Is $x\sin\left(\frac{1}{x}\right)$ uniformly continuous in $\mathbb{R}$?

Question

Let $f:\mathbb{R}\xrightarrow{}\mathbb{R}$ with rule defined as $$ f(x) = \left\{\begin{array} xx\operatorname{sin}\left(\frac{1}{x}\right) &\text{ if }x\neq0 \\ 0 &\text{ if } x=0 \end{array}\right. $$ I would like to show that this function is uniformly continous over $\mathbb{R}$. I started out with the $\epsilon-\delta$ definition and tried to manipulate the following expression without success, $$ \left|x \operatorname{sin}\left(\frac{1}{x}\right) - y \operatorname{sin}\left(\frac{1}{y}\right) \right |\\ =\left|x \operatorname{sin}\left(\frac{1}{x}\right) -x \operatorname{sin}\left(\frac{1}{y}\right) +x \operatorname{sin}\left(\frac{1}{y}\right) - y \operatorname{sin}\left(\frac{1}{y}\right) \right | \\ \leq \left|x \left(\operatorname{sin}\left(\frac{1}{x}\right) - \operatorname{sin}\left(\frac{1}{y}\right)\right) + (x - y) \operatorname{sin}\left(\frac{1}{y}\right) \right | $$ Also, the function isn't Lipschitz, so I can't go this way too. I've seen some other proofs at mathSE however they try to show things for smallers domains as $[0,1]$.

Answer 1

Hints:

(1) The function is continuous on any compact interval $[-a,a]$.

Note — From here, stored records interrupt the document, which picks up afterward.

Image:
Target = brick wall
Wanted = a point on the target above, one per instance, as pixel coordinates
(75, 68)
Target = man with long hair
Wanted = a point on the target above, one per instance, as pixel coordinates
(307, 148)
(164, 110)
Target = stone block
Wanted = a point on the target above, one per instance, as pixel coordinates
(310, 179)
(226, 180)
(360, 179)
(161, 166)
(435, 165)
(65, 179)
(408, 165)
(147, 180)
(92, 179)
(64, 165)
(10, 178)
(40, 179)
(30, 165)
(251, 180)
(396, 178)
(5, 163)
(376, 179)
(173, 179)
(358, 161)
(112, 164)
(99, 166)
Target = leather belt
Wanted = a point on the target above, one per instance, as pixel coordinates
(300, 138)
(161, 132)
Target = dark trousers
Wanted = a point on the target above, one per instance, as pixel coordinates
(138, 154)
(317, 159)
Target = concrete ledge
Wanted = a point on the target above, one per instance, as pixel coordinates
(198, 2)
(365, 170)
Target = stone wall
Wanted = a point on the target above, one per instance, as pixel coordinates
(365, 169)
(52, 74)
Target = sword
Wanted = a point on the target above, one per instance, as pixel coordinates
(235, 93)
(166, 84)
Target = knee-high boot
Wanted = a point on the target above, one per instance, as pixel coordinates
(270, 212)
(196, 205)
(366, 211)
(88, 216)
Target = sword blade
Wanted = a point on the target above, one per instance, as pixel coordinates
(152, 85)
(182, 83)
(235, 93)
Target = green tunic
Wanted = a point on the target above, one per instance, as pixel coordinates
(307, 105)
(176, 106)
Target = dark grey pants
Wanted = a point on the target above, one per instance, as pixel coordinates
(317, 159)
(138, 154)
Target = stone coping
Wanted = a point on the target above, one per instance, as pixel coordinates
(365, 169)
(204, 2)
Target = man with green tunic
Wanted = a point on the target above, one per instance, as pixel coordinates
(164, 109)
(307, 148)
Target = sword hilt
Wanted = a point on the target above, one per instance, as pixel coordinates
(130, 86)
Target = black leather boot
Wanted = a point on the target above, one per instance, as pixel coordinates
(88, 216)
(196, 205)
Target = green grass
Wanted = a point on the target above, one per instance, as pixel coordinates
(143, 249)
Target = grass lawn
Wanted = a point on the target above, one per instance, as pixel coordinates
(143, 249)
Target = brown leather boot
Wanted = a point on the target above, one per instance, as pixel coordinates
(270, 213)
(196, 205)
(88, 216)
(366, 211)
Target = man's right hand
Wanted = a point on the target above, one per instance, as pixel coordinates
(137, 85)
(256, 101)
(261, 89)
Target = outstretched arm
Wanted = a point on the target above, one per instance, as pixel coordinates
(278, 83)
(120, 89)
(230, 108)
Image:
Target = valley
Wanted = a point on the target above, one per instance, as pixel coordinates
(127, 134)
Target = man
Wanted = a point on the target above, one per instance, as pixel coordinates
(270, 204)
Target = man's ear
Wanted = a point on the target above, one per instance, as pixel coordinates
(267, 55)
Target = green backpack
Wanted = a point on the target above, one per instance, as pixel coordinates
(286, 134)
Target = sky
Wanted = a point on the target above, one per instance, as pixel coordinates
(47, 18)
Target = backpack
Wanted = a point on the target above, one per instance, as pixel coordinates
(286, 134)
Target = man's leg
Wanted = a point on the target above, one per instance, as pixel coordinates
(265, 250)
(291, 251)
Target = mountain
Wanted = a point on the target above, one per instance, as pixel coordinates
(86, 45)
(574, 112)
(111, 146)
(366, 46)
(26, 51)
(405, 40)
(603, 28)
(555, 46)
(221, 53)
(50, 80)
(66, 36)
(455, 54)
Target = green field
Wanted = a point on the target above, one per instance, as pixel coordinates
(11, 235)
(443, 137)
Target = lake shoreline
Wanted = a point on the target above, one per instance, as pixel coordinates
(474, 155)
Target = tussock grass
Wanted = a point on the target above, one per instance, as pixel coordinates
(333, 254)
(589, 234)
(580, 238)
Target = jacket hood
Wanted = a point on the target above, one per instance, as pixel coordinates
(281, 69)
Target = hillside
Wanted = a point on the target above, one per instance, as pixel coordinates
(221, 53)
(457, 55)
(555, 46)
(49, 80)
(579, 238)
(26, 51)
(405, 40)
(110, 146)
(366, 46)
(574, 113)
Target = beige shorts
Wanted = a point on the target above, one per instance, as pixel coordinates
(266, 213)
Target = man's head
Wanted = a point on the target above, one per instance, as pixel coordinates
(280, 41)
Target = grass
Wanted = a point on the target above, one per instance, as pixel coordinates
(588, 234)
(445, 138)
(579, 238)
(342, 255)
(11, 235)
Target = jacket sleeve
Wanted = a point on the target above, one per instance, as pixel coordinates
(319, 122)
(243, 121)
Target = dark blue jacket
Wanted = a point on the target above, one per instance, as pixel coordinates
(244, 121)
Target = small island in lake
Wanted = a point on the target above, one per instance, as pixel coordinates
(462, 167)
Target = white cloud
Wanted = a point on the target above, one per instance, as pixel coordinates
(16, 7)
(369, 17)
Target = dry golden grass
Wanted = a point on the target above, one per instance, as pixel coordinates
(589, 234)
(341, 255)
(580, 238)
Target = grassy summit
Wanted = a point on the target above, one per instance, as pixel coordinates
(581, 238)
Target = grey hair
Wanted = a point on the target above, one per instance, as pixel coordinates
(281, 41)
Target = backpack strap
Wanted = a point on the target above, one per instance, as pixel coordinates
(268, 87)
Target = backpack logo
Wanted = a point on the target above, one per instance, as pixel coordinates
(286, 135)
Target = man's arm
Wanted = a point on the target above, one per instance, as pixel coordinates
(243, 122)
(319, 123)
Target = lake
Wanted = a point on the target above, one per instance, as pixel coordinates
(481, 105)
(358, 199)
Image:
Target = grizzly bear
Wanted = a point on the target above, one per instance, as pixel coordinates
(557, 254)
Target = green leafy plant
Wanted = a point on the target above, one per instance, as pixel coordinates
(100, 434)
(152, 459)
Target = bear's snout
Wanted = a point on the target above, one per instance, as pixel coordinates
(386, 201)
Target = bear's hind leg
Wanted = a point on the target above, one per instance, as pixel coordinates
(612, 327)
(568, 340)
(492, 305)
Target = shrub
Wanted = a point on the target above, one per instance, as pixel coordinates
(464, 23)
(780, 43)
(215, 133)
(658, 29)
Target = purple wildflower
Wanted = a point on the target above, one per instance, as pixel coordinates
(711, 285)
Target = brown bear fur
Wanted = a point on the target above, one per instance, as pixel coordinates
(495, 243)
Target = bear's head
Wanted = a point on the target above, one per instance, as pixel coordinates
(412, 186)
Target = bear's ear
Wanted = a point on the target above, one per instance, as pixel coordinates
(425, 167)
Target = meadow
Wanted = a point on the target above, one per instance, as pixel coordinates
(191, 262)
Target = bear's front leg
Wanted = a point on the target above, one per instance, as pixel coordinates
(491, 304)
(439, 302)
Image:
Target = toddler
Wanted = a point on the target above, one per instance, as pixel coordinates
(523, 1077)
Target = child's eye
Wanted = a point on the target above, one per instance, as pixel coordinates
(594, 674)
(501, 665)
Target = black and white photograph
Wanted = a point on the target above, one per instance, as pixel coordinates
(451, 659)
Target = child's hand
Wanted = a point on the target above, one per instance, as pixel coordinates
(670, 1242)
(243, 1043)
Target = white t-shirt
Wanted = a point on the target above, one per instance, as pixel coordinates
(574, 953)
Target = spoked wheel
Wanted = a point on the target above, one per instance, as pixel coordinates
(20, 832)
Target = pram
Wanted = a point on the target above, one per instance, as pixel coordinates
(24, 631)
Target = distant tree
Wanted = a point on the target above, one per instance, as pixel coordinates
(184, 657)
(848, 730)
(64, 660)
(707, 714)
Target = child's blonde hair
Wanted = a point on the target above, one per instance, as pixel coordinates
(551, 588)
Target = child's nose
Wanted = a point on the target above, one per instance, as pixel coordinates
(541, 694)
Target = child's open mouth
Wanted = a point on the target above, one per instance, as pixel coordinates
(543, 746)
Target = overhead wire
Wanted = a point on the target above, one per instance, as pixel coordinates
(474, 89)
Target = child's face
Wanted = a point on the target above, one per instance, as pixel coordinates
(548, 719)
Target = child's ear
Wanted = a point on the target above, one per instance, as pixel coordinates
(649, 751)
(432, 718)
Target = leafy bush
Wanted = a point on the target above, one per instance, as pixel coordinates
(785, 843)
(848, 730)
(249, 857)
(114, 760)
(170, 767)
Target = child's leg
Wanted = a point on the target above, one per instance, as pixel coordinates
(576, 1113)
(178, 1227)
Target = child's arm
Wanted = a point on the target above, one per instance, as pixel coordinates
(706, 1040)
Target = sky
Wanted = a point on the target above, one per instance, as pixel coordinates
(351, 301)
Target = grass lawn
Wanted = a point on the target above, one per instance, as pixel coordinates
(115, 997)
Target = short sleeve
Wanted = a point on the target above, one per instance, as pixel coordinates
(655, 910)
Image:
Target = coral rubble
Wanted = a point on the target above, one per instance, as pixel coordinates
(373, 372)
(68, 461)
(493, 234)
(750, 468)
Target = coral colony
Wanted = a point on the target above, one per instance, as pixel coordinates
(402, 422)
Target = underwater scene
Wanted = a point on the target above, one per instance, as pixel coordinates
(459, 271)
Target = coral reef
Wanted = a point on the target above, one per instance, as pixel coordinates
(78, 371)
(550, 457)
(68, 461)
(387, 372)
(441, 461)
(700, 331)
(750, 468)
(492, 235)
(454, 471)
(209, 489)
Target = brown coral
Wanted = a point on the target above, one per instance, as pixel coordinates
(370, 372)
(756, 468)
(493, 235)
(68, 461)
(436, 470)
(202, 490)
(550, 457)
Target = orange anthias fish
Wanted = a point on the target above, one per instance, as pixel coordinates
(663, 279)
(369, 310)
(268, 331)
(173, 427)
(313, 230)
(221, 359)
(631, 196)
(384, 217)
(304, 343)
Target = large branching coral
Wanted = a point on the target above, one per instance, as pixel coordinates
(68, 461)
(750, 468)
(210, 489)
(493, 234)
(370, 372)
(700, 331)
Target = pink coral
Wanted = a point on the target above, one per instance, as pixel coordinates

(2) The derivative is bounded on semi-infinite intervals $(-\infty,-a]$ and $[a,\infty)$ where $a > 0$.

Answer 2

Since $$\lim_{x\to\ 0} f(x) = f(0)$$ we know that $f$ is continuous particularly on $[-1,1]$. Hence, it is uniform continuous on $[-1,1]$.

Now, assume $x \in \mathbb R \setminus [-1,1]$. Then, by Lagrange's theorem (or MVT), we have $$\exists \xi \in (x,y): f(x)-f(y) = f'(\xi)(x-y) \tag 1$$ Also, $$|f'(x)| = \left|\sin\frac 1x - \frac 1x\cos \frac 1x\right| \le 1 + 1 = 2 \tag 2$$ Therefore, $$(1)\land (2) \implies |f(x) - f(y)| = |f'(x)||x-y| \le 2|x-y|$$ Now, apply $\varepsilon$-$\delta$ definition.

Answer 3

hint

$ f $ is even and continuous at $ \Bbb R $ .

Given $ \epsilon>0$.

$$\lim_{|x|\to+\infty}f(x)=1$$

So, for $ |x| $ and $ |y| $ large enough,

Let us say, $$x>y>A>0\text{ or } x<y<B<0$$

$$|f(x)-f(y)|\le|f(x)-1|+|f(y)-1|<\epsilon$$

On the other hand, $ f $ is uniformly continuous at the compact $ [A,B] $,

So, There exists $ \eta>0 $, such that

for $ x,y\in[A,B] $ $$|x-y|<\eta\implies |f(x)-f(y)|<\epsilon$$

Now, use continuity at $ A $ and $ B$ for the cases $$x<A<y \text{ or } x<B<y$$